I wouldn’t so much expect it to be prosecuted as a crime as widely eschewed by parents and governing authorities who respect the laws of God and nature. My employer has been known to fire people who are known to cheat on their spouses. Adultery lends to instability and, if rampant enough, diseases. We don’t encourage that kind of behavior unless we are reckless, lawless, and godless. None of those attributes attend to good government, but they do appear all too often in bad government.
It is certainly a sin, as you note. It still meets with social disapproval. It has been pushed as “victimless” for decades now.

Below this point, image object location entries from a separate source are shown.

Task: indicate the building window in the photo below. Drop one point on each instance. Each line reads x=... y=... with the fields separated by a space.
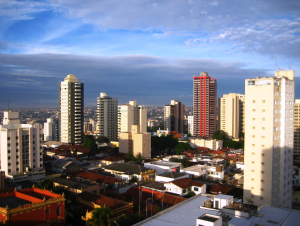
x=58 y=212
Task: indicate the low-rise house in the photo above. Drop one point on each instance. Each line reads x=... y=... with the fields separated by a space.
x=170 y=176
x=91 y=201
x=32 y=206
x=163 y=167
x=61 y=166
x=183 y=186
x=77 y=186
x=125 y=171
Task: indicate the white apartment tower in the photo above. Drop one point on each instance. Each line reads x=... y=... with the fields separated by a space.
x=107 y=110
x=71 y=110
x=269 y=135
x=21 y=149
x=297 y=127
x=174 y=116
x=132 y=114
x=231 y=116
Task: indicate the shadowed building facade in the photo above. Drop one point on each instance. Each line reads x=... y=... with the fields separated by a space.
x=204 y=105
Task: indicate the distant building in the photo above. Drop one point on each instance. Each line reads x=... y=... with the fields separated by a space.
x=268 y=174
x=132 y=114
x=204 y=105
x=191 y=124
x=51 y=130
x=174 y=116
x=297 y=127
x=21 y=149
x=32 y=206
x=231 y=112
x=71 y=106
x=107 y=117
x=208 y=143
x=135 y=142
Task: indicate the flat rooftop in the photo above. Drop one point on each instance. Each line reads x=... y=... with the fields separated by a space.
x=208 y=218
x=12 y=202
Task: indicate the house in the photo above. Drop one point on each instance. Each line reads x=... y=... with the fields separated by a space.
x=170 y=176
x=183 y=186
x=90 y=201
x=77 y=186
x=163 y=167
x=61 y=166
x=32 y=206
x=125 y=171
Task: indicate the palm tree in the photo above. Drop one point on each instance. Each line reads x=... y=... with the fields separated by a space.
x=100 y=216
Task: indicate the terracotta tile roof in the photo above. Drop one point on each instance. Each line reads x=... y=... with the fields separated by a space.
x=98 y=177
x=112 y=158
x=218 y=188
x=102 y=200
x=186 y=183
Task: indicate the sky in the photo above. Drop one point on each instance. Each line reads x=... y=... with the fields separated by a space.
x=143 y=50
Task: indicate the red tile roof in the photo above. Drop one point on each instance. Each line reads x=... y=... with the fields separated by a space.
x=186 y=183
x=98 y=177
x=220 y=189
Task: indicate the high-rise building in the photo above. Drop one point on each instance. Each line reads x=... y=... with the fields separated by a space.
x=132 y=114
x=174 y=116
x=71 y=108
x=297 y=127
x=21 y=149
x=231 y=116
x=269 y=137
x=191 y=124
x=204 y=105
x=107 y=110
x=136 y=142
x=51 y=130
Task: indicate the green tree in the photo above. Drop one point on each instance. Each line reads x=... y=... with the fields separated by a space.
x=139 y=157
x=89 y=142
x=133 y=179
x=220 y=135
x=102 y=139
x=190 y=194
x=101 y=216
x=180 y=147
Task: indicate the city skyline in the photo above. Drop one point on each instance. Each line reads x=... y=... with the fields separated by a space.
x=143 y=51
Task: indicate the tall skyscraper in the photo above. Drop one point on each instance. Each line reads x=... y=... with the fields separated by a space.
x=204 y=105
x=174 y=116
x=51 y=130
x=231 y=116
x=131 y=114
x=21 y=149
x=71 y=110
x=297 y=127
x=269 y=136
x=107 y=110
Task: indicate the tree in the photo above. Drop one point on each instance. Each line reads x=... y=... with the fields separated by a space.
x=139 y=157
x=180 y=147
x=133 y=179
x=89 y=142
x=190 y=194
x=220 y=135
x=100 y=216
x=102 y=139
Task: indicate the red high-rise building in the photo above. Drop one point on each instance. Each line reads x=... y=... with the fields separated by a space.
x=204 y=105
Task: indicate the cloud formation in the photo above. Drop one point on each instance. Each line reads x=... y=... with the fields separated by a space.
x=149 y=80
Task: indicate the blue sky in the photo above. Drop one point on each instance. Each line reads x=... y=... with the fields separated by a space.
x=144 y=50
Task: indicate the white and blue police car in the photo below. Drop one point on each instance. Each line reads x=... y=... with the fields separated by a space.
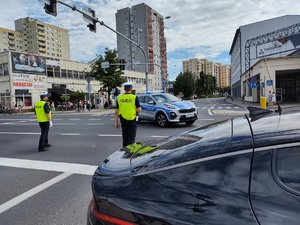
x=164 y=108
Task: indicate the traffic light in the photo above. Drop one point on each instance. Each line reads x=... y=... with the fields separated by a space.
x=51 y=8
x=92 y=26
x=122 y=64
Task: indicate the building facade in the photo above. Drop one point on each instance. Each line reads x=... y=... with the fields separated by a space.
x=145 y=27
x=24 y=76
x=280 y=75
x=35 y=37
x=219 y=71
x=277 y=37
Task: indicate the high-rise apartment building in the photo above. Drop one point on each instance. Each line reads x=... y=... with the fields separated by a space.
x=145 y=27
x=33 y=36
x=219 y=71
x=225 y=76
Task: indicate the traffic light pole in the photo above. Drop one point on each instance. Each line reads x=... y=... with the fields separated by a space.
x=95 y=20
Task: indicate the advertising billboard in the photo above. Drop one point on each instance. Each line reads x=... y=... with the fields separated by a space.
x=28 y=63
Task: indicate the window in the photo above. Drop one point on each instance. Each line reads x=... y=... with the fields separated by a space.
x=288 y=167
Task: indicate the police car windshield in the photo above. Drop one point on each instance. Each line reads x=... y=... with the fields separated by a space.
x=162 y=98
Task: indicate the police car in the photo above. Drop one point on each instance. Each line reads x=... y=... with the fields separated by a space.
x=164 y=108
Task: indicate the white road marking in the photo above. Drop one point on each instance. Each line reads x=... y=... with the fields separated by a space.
x=15 y=201
x=18 y=133
x=109 y=135
x=159 y=136
x=67 y=169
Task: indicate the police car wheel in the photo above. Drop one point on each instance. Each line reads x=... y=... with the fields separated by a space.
x=161 y=120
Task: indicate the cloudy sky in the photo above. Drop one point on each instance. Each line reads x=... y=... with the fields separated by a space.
x=196 y=29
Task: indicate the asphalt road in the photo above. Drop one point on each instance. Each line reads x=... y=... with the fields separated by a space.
x=53 y=187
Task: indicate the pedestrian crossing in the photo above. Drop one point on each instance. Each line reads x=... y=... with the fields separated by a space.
x=225 y=110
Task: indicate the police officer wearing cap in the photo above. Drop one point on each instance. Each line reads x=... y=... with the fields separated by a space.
x=44 y=118
x=127 y=107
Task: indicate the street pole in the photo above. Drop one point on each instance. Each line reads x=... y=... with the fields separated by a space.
x=73 y=7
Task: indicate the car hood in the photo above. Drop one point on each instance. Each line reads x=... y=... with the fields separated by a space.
x=177 y=149
x=182 y=104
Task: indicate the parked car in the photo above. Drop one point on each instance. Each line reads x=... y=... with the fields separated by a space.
x=164 y=108
x=242 y=171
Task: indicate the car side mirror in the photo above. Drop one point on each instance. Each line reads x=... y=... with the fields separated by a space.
x=151 y=102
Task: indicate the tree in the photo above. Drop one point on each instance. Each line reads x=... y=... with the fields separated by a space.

I guess I’m okay with this. Weed is certainly less harmful than alcohol. As a 12 stepper, I sure won’t be partaking. But hey, I don’t see this as a huge deal. In fact, the W.O.D. has been the ‘justification’ for the Police State we find ourselves under.
Police involvement with Ferguson and Baltimore riots is a shining example of government doing the job parents are also given to do, namely curb excessive deviance by force if necessary. We may argue whether smoking reefer constitutes “excessive” deviance or not. I happen to believe it is deviant only insofar as it is breaking the law, and that the law needs to lighten up on recreational use. My first post on FR advocated this very thing. At the same time, it is not my prerogative to break the law whenever I feel like it and expect no consequences for my actions.